But Bos, an All-American soccer player at San Francisco State, dropped dead of a heart attack during a weekend pickup soccer game early in Wilson’s term. The long hours and obsessive nature of the political lifestyle hadn’t left time for regular workouts, and Bos made the classic mistake of the middle-aged male in attempting to make up for declining physical prowess by overdoing it as a weekend warrior.


With the loss of Bos and his constant projection of who he could be as a political leader, Wilson became more of a default Republican, promoting initiatives to cut welfare and to deny schooling and other benefits to illegal immigrants, which had the effect of deflecting blame for the state’s economic and budget crises of the early ‘90s.

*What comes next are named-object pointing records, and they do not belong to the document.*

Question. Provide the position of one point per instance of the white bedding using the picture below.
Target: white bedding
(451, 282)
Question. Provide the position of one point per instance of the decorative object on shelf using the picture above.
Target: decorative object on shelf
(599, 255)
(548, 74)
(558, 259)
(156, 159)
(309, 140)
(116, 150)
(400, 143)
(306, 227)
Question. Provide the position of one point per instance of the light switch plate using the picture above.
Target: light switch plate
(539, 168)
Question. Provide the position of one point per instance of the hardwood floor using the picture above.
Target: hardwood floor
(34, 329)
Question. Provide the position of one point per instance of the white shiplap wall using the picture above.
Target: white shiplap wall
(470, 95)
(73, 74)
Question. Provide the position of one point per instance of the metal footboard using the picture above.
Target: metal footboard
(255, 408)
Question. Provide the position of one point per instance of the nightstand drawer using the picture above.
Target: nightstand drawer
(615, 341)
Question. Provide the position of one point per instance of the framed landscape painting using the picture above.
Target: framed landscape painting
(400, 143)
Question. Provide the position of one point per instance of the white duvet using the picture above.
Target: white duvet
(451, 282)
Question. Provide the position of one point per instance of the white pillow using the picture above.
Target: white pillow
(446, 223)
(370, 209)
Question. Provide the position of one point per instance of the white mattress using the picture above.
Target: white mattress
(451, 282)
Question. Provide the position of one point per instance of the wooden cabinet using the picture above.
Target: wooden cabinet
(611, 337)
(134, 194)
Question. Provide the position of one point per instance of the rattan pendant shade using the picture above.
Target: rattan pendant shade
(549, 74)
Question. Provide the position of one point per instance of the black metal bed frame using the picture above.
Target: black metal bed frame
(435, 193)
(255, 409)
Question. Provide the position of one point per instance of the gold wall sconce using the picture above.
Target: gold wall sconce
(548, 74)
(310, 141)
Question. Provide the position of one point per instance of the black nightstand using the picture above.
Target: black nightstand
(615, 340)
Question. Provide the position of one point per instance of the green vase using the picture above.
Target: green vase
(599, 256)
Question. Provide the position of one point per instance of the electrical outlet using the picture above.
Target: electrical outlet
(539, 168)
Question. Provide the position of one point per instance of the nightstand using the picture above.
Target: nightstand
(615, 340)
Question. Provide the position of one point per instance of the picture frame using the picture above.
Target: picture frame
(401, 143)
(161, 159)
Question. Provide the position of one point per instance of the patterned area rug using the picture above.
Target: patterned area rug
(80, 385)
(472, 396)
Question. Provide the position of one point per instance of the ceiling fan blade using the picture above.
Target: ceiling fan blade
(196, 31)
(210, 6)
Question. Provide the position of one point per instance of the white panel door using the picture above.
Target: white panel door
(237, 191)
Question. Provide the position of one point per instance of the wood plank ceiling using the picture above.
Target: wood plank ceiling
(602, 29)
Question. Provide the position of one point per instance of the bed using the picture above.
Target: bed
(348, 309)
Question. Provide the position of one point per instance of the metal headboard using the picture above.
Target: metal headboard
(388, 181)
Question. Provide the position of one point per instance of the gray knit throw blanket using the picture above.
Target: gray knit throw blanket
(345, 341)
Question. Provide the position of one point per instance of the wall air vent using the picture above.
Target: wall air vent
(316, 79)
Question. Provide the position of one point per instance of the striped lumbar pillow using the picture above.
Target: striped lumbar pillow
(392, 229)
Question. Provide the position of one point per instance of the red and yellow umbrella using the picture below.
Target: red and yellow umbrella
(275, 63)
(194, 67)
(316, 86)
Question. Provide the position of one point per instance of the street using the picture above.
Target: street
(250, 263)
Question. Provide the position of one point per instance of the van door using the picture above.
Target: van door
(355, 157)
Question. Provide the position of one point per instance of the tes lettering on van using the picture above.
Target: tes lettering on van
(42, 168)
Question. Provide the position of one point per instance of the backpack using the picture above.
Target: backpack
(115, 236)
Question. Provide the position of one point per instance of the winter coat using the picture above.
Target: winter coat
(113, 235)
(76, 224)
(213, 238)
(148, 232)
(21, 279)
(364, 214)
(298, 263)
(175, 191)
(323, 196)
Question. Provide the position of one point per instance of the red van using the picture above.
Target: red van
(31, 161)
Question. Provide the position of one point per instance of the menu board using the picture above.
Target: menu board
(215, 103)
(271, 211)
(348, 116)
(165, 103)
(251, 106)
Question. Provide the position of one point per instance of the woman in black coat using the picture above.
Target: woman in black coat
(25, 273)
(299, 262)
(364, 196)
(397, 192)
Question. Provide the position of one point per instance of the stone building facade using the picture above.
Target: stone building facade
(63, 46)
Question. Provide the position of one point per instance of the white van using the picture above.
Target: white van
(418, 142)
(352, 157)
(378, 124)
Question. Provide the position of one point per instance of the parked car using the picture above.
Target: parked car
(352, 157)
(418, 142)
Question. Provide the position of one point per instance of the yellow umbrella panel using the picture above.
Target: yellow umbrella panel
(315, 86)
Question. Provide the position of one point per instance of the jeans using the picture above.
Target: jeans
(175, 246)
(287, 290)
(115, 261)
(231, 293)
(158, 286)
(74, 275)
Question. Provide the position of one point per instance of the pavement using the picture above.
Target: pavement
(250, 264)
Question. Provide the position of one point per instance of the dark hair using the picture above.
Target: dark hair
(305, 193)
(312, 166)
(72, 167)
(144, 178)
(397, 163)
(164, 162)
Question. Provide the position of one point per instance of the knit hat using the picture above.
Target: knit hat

Today Schwarzenegger says: “I despise all this partisanship, I despise division. We need to find ways to work together, to move forward, like we did with the great guys of the past like Earl Warren and Pat Brown and Hiram Johnson. Yes, we have differences, and sometimes we have to fight over them to work toward a solution. But getting to the solution has to be the goal, not just the fighting. You and I, we may not agree on something, but if you argue with the eye to moving forward, that is what is positive.


“Gray Davis, he is a smart man like you say, but he doesn’t talk to the people, he doesn’t even talk to the people in politics. The joke of it is he has isolated himself much more than most movie stars. Why are we surprised that he is such a failure as the governor?”


So Arnold Schwarzenegger is embarked on the next mind-boggling journey of an extraordinary life, the starry-eyed small-town Austrian boy now the front-runner for governor of California, just as predicted here last year. (Okay, I was talking about 2006.) At each stage of his plan — “One thing leads to another,” he always says — he has been at times quite awkward and encountered a lot of turbulence: becoming the world’s greatest bodybuilder, rising to riches in business, becoming the biggest action movie star in the world. Unlike those long-haul situations, this is a short campaign in which a few mistakes can be fatal. But consider this. For him to win, the arguably most unpopular governor in history must lose the recall vote.


And Arnold Schwarzenegger must defeat a lieutenant governor, viewed by few as a distinguished figure, and last year’s hapless Republican nominee. Care to bet against that? It was a sucker bet at the 1980 Mr. Olympia.